Pihak yang memakruhkan, seperti Imam Mulla Ali Al Qari Rahimahullah berkata:
والنهي للتنزيه رحمة على الأمة أن يضعفوا عن حق القيام بصيام رمضان على وجه النشاط ، وأما من صام شعبان كله فيتعود بالصوم ويزول عنه الكلفة. ولذا قيد بالإنتصاف أو نهي عنه لأنه نوع من التقدم والله أعلم.
Larangan hanya menunjukkan makruh tanzih, sebagai kasih sayang untuk umat yaitu mereka dapat mengalami kelemahan untuk menjalankan shalat malam ketika Ramadan yang begitu giat dilaksanakan.
Ada pun bagi orang yang berpuasa Sya’ban keseluruhannya maka pembiasaan itu dengan berpuasa bisa menghilangkan taklif-nya Ramadan.
Oleh karenanya, berpuasa setengah bulan itu atau larangannya, terikat oleh hal ini, karena hal itu (berpuasa setengah bulan setelah 15 Sya’ban) termasuk jenis larangan “mendahulukan berpuasa” ketika menjelang Ramadan.
Wallahu A’lam. (Mirqah Al Mafatih, 6/280)
Maksud larangan mendahulukan puasa ketika menjelang Ramadan adalah hadis berikut:
لَا يَتَقَدَّمَنَّ أَحَدُكُمْ رَمَضَانَ بِصَوْمِ يَوْمٍ أَوْ يَوْمَيْنِ إِلَّا أَنْ يَكُونَ رَجُلٌ كَانَ يَصُومُ صَوْمَهُ فَلْيَصُمْ ذَلِكَ الْيَوْمَ
“Janganlah salah seorang kalian mendahulukan Ramadan dengan puasa sehari atau dua hari, kecuali bagi seseorang yang sedang menjalankan puasa kebiasaannya, maka puasalah pada hari itu.” (HR. Bukhari No. 1815)
Mulla Ali Al Qari berkata lagi – Beliau mengutip dari Al Qadhi ‘Iyadh, katanya:
المقصود استجمام من لا يقوى على تتابع الصيام فاستحب الإفطار كما استحب إفطار عرفة ليتقوى على الدعاء فأما من قدر فلا نهي له ولذلك جمع النبي بين الشهرين في الصوم اه وهو كلام حسن لكن يخالف مشهور مذهبه أن الصيام بلا سبب بعد نصف شعبان مكروه
Maksudnya adalah memberikan keringanan bagi orang yang tidak kuat puasa berturut-turut, maka dianjurkan baginya untuk tidak berpuasa,
sebagaimana orang yang sedang wukuf di Arafah dianjurkan tidak berpuasa agar dia kuat berdoa.
Ada pun bagi orang yang mampu melakukannya maka tidak ada larangan baginya.
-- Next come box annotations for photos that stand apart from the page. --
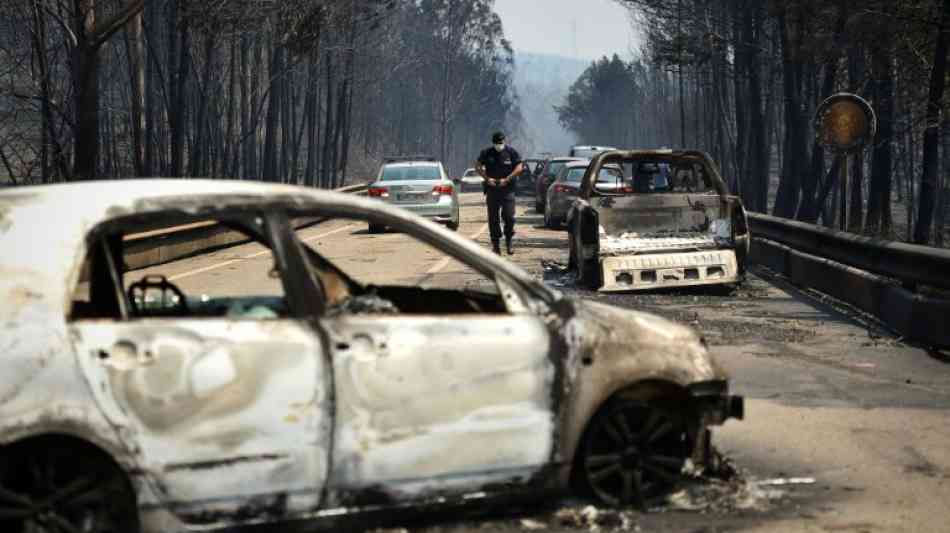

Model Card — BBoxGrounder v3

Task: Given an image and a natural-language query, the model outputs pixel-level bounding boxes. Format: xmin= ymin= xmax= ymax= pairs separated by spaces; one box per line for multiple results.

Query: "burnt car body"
xmin=534 ymin=157 xmax=587 ymax=213
xmin=0 ymin=179 xmax=742 ymax=533
xmin=515 ymin=158 xmax=543 ymax=196
xmin=568 ymin=150 xmax=750 ymax=291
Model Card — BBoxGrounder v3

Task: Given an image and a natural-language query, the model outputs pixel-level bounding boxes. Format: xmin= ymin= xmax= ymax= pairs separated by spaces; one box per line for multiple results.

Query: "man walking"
xmin=475 ymin=131 xmax=524 ymax=255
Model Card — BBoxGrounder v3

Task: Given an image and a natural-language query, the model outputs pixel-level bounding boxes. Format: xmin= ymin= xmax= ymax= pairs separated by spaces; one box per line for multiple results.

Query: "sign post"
xmin=815 ymin=93 xmax=877 ymax=230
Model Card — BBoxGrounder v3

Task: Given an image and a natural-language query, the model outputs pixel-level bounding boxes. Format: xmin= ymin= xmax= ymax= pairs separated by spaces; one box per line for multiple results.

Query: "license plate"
xmin=396 ymin=192 xmax=426 ymax=202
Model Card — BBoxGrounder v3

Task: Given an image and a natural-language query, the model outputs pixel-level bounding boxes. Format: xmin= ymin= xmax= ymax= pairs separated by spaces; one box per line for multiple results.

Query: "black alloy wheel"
xmin=579 ymin=400 xmax=690 ymax=510
xmin=0 ymin=442 xmax=139 ymax=533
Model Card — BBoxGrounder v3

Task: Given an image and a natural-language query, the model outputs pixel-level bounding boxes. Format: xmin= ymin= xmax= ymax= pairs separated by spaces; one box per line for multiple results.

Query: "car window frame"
xmin=286 ymin=204 xmax=558 ymax=313
xmin=78 ymin=204 xmax=324 ymax=322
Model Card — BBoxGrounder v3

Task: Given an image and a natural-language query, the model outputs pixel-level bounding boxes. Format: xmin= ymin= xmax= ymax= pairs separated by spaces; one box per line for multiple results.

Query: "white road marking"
xmin=168 ymin=224 xmax=353 ymax=281
xmin=426 ymin=224 xmax=488 ymax=274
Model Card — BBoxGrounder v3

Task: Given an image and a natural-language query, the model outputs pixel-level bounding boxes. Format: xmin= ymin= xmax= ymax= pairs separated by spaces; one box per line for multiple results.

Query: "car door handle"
xmin=98 ymin=339 xmax=152 ymax=364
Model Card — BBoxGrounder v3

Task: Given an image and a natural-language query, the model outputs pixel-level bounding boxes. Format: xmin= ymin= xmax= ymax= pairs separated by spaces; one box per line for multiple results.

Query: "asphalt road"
xmin=128 ymin=193 xmax=950 ymax=533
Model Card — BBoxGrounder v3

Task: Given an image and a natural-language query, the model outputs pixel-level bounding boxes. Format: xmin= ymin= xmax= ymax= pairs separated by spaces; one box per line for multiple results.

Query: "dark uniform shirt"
xmin=478 ymin=146 xmax=521 ymax=195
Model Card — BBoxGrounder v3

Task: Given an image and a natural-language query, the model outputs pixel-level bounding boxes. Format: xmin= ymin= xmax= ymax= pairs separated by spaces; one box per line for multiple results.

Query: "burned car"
xmin=0 ymin=179 xmax=742 ymax=533
xmin=568 ymin=150 xmax=750 ymax=291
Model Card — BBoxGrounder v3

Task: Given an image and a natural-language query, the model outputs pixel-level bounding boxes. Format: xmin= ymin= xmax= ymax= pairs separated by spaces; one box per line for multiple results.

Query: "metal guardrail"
xmin=749 ymin=213 xmax=950 ymax=347
xmin=749 ymin=213 xmax=950 ymax=289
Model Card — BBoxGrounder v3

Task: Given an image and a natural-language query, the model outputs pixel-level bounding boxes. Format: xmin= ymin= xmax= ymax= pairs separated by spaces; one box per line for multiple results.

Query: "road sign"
xmin=815 ymin=93 xmax=877 ymax=155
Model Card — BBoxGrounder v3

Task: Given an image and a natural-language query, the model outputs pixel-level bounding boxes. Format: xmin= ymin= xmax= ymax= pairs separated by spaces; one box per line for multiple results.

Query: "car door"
xmin=311 ymin=212 xmax=556 ymax=503
xmin=322 ymin=314 xmax=555 ymax=498
xmin=70 ymin=213 xmax=331 ymax=523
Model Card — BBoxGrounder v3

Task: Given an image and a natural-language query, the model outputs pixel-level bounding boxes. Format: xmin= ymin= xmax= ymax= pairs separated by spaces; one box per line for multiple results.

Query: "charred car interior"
xmin=568 ymin=150 xmax=750 ymax=291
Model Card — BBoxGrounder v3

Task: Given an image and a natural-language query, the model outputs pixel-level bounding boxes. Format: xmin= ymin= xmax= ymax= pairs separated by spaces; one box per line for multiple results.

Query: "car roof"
xmin=383 ymin=161 xmax=442 ymax=167
xmin=0 ymin=178 xmax=544 ymax=321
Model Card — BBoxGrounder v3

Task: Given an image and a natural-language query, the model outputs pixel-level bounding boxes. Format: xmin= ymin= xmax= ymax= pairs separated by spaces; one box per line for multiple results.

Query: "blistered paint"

Oleh karenanya, Nabi pun menggabungkan puasa selama dua bulan, dst. (Ali Al Qari berkata):
ini adalah komentar yang bagus, tetapi berselisih dengan mazhabnya sendiri bahwasanya berpuasa tanpa sebab dilakukan setelah 15 Sya’ban adalah makruh. (Ibid)
Imam Al Mundziri Rahimahullah berkata – dan beliau termasuk yang membolehkan puasa Sya’ban setelah tanggal 15:
من قال إن النهي عن الصيام بعد النصف من شعبان لأجل التقوى على صيام رمضان والاستجمام له ، فقد أبعد. فإن نصف شعبان إذا أضعف كان كل شعبان أحرى أن يضعف ، وقد جوز العلماء صيام جميع شعبان.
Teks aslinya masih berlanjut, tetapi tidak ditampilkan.